Tuesday, July 21, 2009

Ad Nauseam: McDonald's McCafé


I return.

A disclosure before I begin: there is no organization whose advertising I hate more than Mc-fucking-Donald's. I loathe it to my very core.

The golden arches of Hell have recently been pimping their frothy coffee drinks like there's no tomorrow. Their latest campaign is to convince the public that consuming these drinks (or remarkable sources of sugar, if you go for any of their flavorings) will provide some added flair and/or sophistication to their meager existence, in the form of an accented 'e.' Cubicle becomes cubiclé. Cue-bi-clay. Just like in McCafé! Oh, how twee!

Die.

Yes, these commercials are obnoxious. But they haven't riled me enough to get me to write about them.

Until now.

Let's set the scene, shall we?

It's an overcast afternoon on the streets of some nondescript city.

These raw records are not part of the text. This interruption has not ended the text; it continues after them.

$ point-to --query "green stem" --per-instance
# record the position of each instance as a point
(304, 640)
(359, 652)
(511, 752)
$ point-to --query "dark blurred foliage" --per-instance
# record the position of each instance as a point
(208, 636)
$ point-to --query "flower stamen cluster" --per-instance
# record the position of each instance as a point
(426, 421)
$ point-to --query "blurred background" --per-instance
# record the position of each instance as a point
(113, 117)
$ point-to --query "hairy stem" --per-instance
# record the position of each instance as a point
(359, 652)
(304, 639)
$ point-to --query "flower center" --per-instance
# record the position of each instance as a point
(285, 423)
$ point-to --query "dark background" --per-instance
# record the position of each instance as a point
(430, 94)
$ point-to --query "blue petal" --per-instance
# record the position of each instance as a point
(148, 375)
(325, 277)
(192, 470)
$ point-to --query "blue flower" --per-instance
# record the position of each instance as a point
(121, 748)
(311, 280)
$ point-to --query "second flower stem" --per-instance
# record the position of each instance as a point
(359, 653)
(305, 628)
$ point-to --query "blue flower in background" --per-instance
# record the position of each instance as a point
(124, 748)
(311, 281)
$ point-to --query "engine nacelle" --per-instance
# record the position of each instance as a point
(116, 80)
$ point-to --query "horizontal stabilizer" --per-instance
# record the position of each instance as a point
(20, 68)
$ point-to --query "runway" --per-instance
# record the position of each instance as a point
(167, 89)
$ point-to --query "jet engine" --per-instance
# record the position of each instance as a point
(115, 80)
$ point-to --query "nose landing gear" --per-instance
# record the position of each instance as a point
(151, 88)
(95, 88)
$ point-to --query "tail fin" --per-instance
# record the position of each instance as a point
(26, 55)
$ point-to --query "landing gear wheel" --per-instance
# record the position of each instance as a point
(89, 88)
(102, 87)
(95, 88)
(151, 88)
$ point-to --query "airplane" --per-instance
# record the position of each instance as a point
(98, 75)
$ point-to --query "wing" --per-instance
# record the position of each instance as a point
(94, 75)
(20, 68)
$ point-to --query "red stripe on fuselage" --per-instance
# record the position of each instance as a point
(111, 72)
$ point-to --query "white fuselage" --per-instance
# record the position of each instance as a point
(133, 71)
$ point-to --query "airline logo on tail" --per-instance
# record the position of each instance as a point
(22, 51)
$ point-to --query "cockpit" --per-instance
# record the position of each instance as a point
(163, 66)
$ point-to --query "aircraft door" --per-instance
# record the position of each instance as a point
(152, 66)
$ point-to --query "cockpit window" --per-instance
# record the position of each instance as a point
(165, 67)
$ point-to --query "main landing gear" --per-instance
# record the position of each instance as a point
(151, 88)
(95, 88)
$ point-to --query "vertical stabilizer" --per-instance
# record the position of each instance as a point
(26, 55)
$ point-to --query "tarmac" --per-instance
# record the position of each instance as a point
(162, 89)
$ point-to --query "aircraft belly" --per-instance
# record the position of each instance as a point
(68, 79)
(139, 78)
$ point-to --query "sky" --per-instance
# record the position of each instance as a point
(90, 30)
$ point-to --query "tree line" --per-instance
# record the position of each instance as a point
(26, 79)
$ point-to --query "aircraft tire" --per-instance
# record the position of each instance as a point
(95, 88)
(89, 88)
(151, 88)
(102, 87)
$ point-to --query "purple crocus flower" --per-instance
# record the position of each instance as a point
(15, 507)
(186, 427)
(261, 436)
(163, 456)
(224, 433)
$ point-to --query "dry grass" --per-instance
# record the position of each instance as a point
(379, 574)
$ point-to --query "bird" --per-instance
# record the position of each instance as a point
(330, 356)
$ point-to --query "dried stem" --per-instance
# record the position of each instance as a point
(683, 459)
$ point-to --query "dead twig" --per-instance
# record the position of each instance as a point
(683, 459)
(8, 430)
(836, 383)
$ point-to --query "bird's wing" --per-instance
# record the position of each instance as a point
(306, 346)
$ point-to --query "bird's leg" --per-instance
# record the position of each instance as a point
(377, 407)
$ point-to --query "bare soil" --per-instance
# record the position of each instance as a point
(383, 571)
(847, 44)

We sit at a traffic light, watching an idling minivan, piloted by a nondescript, vaguely douchey and bland fellow as he sucks a frothy coffee drink through a straw with the aplomb of a teenage girl siphoning rum-and-diets in the hopes that she'll end up drunk enough to deactivate her gag reflex for Johnny rockstar. He is accompanied by his two tiny female progeny. To be fair, he looks like an asshole and deserves every bit of derision he's about to receive.

Up next to the minivan rolls a nondescript motorcycle, bearing on it a "biker;" he is clad in black leather and sporting a helmet and facial hair--not quite the biker type, though. His moustache and stubble are more of the rapey-uncle type, and his spectacles and general hair-vibe can only be described as hipster-ish. He also sports a convenient pair of goggles on his helmet, presumably for when he's burning up the open road and not just so people will think he actually does this. Again, being fair: he looks like an asshole and has no business mocking anyone, anywhere, ever.

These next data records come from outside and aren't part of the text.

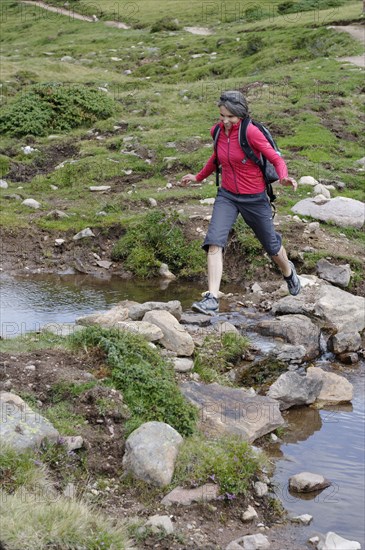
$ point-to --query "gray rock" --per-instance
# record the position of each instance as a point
(326, 302)
(137, 311)
(335, 389)
(306, 482)
(151, 332)
(20, 427)
(308, 180)
(151, 452)
(343, 341)
(292, 389)
(320, 189)
(304, 519)
(250, 542)
(160, 522)
(250, 514)
(342, 211)
(297, 330)
(261, 489)
(186, 497)
(107, 320)
(336, 274)
(183, 364)
(85, 233)
(175, 338)
(331, 541)
(32, 203)
(226, 410)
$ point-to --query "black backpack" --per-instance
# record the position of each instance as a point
(267, 169)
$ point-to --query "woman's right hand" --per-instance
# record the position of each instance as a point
(187, 179)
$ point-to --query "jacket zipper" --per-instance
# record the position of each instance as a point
(229, 162)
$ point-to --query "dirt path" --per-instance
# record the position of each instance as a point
(358, 33)
(74, 15)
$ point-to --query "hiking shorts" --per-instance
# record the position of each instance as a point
(256, 212)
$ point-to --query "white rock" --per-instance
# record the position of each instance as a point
(31, 203)
(100, 188)
(83, 234)
(332, 541)
(304, 519)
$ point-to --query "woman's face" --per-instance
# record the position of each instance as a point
(227, 117)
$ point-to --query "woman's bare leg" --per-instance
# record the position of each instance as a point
(215, 269)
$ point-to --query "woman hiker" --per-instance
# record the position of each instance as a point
(242, 192)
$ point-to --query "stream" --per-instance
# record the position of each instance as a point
(329, 442)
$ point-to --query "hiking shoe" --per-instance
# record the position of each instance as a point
(208, 305)
(293, 281)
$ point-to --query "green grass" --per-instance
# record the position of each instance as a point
(143, 376)
(228, 461)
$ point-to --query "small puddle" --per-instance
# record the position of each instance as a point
(329, 442)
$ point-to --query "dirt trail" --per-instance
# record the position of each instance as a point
(358, 33)
(74, 15)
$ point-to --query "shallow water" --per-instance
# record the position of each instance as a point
(329, 442)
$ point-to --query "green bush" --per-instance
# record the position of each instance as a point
(159, 238)
(145, 379)
(165, 24)
(54, 107)
(228, 461)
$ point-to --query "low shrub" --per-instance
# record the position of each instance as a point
(143, 376)
(54, 107)
(228, 461)
(159, 238)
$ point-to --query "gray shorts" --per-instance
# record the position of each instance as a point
(255, 210)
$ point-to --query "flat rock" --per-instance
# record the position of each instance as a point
(226, 410)
(336, 274)
(342, 211)
(186, 497)
(137, 311)
(306, 482)
(20, 427)
(151, 452)
(175, 337)
(292, 389)
(335, 388)
(151, 332)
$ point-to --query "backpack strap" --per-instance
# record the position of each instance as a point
(216, 132)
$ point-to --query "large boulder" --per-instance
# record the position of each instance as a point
(20, 427)
(292, 389)
(175, 337)
(297, 330)
(233, 411)
(336, 274)
(335, 389)
(342, 211)
(339, 308)
(151, 452)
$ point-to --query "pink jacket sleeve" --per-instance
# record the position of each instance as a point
(259, 143)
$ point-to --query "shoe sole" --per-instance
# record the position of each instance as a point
(195, 307)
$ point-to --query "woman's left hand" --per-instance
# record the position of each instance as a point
(289, 181)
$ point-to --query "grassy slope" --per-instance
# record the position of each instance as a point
(293, 83)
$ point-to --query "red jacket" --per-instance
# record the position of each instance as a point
(237, 177)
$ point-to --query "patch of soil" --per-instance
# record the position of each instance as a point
(199, 526)
(42, 164)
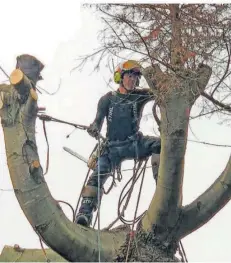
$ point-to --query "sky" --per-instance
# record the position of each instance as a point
(58, 32)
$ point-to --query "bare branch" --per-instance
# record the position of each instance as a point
(216, 102)
(207, 205)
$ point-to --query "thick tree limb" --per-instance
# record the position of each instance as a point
(74, 243)
(153, 75)
(5, 88)
(164, 208)
(204, 73)
(201, 210)
(216, 102)
(10, 254)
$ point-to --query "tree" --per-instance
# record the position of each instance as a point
(184, 49)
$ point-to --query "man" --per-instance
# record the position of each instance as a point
(30, 66)
(123, 110)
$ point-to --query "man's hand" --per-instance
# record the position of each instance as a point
(93, 130)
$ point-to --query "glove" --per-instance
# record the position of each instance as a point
(30, 66)
(93, 130)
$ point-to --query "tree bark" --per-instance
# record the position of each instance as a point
(207, 205)
(165, 222)
(73, 242)
(12, 254)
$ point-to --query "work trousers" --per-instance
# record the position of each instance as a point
(115, 153)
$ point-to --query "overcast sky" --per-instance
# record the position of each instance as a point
(57, 33)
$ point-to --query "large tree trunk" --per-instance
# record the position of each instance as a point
(165, 222)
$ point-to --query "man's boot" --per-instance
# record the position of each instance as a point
(85, 214)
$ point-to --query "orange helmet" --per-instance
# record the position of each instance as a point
(131, 66)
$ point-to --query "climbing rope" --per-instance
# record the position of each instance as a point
(99, 200)
(135, 214)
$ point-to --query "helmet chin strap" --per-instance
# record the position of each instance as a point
(122, 85)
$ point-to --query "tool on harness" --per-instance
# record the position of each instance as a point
(45, 117)
(80, 157)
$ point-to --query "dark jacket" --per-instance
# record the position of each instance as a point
(123, 113)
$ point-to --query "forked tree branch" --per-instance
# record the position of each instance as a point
(207, 205)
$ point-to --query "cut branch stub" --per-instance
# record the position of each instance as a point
(74, 243)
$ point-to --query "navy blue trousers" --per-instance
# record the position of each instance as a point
(112, 157)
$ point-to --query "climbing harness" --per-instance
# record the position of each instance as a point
(125, 196)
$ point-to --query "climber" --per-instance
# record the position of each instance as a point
(31, 67)
(123, 110)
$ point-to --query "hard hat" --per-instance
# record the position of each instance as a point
(129, 66)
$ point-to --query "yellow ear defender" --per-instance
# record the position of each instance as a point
(127, 65)
(117, 77)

"Sweet minivan," sayeth the rider. Geeky dad looks around nervously, almost terrified by this grave insult.

Suddenly: rain. The cyclist is nonplussed. Emboldened by this bit of karmic retribution and by his frothy beverage, Geeky dad retorts: "That's minivan-ay to you." Rolling up his window, he leaves the rider soaking at the light, his vehicle evidently paralyzed by the falling water.

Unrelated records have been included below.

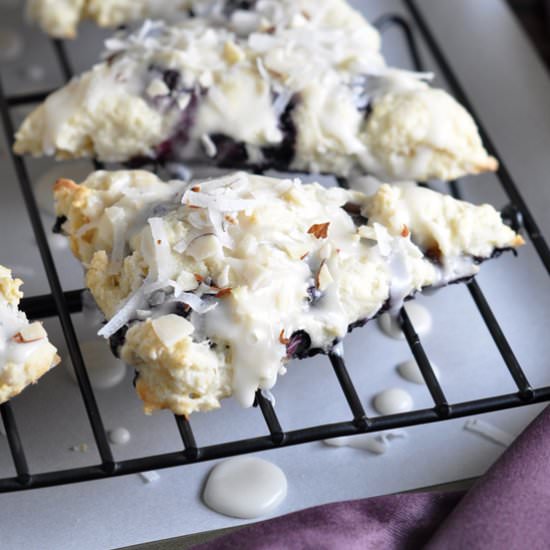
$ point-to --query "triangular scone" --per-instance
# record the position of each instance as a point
(211, 287)
(25, 352)
(309, 94)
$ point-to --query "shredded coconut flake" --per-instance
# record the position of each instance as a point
(161, 247)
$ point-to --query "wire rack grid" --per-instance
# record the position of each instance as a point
(62, 304)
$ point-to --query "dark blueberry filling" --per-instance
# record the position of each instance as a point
(228, 151)
(172, 79)
(298, 344)
(116, 341)
(59, 221)
(181, 309)
(158, 297)
(368, 109)
(354, 211)
(281, 156)
(235, 5)
(495, 254)
(168, 149)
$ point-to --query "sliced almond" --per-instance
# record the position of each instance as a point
(31, 333)
(319, 230)
(172, 328)
(223, 292)
(324, 277)
(232, 53)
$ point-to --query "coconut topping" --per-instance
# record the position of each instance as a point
(211, 308)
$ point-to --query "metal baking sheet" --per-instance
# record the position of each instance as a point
(123, 511)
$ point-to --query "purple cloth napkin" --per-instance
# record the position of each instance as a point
(508, 508)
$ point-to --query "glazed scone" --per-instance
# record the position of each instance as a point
(311, 94)
(211, 288)
(60, 18)
(25, 352)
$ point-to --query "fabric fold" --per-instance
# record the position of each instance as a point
(508, 507)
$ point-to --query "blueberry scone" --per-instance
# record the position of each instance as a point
(310, 93)
(25, 352)
(60, 18)
(209, 288)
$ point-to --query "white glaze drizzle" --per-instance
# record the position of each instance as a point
(375, 444)
(489, 431)
(393, 401)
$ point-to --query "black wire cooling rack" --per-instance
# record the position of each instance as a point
(62, 304)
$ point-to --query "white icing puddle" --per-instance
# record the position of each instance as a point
(393, 401)
(488, 431)
(410, 371)
(43, 187)
(104, 369)
(377, 444)
(245, 487)
(119, 436)
(420, 318)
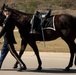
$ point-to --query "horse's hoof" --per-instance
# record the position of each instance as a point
(22, 68)
(39, 68)
(15, 66)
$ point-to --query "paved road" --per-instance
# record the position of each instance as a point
(53, 64)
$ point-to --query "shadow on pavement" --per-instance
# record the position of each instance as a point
(52, 70)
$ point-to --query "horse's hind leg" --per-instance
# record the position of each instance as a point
(34, 46)
(23, 46)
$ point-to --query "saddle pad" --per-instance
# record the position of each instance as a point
(50, 23)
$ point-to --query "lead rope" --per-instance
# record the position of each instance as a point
(43, 33)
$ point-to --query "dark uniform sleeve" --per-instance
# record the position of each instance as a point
(2, 31)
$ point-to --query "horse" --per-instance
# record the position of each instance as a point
(65, 28)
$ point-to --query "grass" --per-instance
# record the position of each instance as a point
(57, 45)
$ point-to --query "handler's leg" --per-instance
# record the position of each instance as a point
(4, 52)
(14, 53)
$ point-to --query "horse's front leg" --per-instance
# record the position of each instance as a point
(34, 46)
(23, 46)
(72, 50)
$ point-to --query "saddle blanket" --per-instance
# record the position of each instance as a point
(50, 23)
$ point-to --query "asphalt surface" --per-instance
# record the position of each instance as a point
(52, 64)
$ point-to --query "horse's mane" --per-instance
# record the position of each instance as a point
(20, 16)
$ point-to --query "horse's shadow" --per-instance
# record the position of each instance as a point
(52, 70)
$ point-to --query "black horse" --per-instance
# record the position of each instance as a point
(65, 26)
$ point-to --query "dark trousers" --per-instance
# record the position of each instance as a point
(15, 54)
(4, 52)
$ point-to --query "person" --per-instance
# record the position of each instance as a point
(4, 51)
(7, 30)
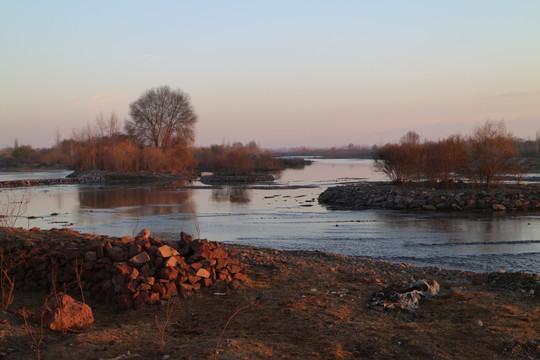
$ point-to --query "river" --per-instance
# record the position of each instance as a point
(287, 216)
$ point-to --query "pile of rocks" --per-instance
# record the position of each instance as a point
(235, 179)
(37, 182)
(385, 196)
(129, 272)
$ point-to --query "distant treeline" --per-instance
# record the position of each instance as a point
(104, 146)
(487, 157)
(350, 151)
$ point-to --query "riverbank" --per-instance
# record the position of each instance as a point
(300, 304)
(388, 196)
(104, 177)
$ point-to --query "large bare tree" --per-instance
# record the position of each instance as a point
(162, 117)
(493, 153)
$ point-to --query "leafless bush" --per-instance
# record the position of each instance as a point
(12, 207)
(8, 261)
(161, 327)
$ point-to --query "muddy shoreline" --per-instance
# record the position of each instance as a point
(304, 305)
(389, 196)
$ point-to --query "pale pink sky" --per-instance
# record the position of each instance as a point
(314, 73)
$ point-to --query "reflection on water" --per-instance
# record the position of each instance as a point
(232, 194)
(291, 218)
(142, 201)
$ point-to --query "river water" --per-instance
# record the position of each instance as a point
(287, 216)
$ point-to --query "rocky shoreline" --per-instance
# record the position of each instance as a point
(235, 179)
(389, 196)
(293, 304)
(38, 182)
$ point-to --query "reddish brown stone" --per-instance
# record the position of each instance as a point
(159, 288)
(166, 251)
(221, 263)
(168, 273)
(143, 287)
(196, 266)
(134, 249)
(234, 268)
(140, 299)
(126, 270)
(219, 254)
(124, 301)
(209, 262)
(141, 258)
(147, 270)
(170, 262)
(150, 280)
(90, 256)
(153, 298)
(240, 276)
(196, 286)
(63, 313)
(186, 288)
(126, 239)
(171, 289)
(192, 279)
(234, 285)
(203, 273)
(200, 245)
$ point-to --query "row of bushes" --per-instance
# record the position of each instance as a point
(104, 146)
(235, 159)
(486, 157)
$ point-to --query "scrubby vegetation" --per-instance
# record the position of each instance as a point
(488, 157)
(236, 159)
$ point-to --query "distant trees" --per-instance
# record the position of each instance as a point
(162, 118)
(493, 153)
(235, 159)
(487, 157)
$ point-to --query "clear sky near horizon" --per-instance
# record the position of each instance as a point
(282, 73)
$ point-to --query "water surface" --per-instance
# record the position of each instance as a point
(291, 218)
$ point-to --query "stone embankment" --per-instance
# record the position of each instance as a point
(129, 272)
(235, 179)
(38, 182)
(386, 196)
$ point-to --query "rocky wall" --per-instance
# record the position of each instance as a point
(386, 196)
(129, 272)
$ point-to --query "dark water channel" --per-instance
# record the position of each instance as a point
(286, 215)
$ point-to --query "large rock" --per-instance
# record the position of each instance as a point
(63, 313)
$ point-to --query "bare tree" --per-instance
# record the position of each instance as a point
(493, 153)
(108, 128)
(163, 118)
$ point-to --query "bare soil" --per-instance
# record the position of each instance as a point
(304, 305)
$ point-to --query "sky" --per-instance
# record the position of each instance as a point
(282, 73)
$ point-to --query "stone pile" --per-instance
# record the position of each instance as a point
(37, 182)
(385, 196)
(130, 272)
(235, 179)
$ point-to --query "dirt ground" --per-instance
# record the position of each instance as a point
(305, 305)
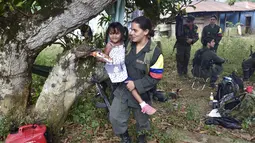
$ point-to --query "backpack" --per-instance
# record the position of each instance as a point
(197, 64)
(227, 88)
(239, 107)
(148, 55)
(197, 61)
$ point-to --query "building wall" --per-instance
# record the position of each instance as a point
(243, 16)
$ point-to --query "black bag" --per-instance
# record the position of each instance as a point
(227, 87)
(226, 122)
(160, 96)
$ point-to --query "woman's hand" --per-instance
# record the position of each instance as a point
(130, 85)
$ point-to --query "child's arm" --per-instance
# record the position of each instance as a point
(107, 48)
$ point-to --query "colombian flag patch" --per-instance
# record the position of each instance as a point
(156, 71)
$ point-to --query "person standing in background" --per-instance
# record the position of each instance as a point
(212, 30)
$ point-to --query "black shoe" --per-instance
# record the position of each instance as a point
(141, 139)
(125, 138)
(213, 85)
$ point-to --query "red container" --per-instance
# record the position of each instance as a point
(28, 134)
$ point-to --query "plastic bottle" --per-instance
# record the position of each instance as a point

Does seeing this described in written word give you some clue as to my main problem with this whole thing?

There.

Is.

No.

Fucking.

E.

in.


MINIVAN!


You cannot accent MINIVAN that way! THERE'S NO FUCKING VOWEL TO ACCENT! Do you have a minivane in there to spice up?



No, I'm quite sure you don't. That would be so much more lame and yet, somehow, a great deal cooler than your stupid van.

I really hope you don't teach your stupid children language in this manner. If you truly wanted to make your stupid minivan seem cooler to your ridiculous road-companion, you should have used an umlaut like a fucking man and a non-retard. Then you could have showed him up with your stupid minivän instead of adding inappropriate vowels for the purpose of retrieving a tiny bit of your dignity. Of course, the fact that you're sacrificing your last shred of dignity by wholeheartedly buying into the ridiculous advertising campaign of a soul-sucking, fatty-making corporation is lost on you anyway, isn't it?

Minivän. How do you say it? I don't fucking know. Figure it out yourself after you finish your frothy drink, because you have to be a fruity asshole who can't even drink regular coffee like a normal asshole.

I hope your wife cuckolds you, cockwallet.

God, I hate McDonald's.

1 comment:

JoeKufel said...

Cockwallet? What the fuck is a cockwallet?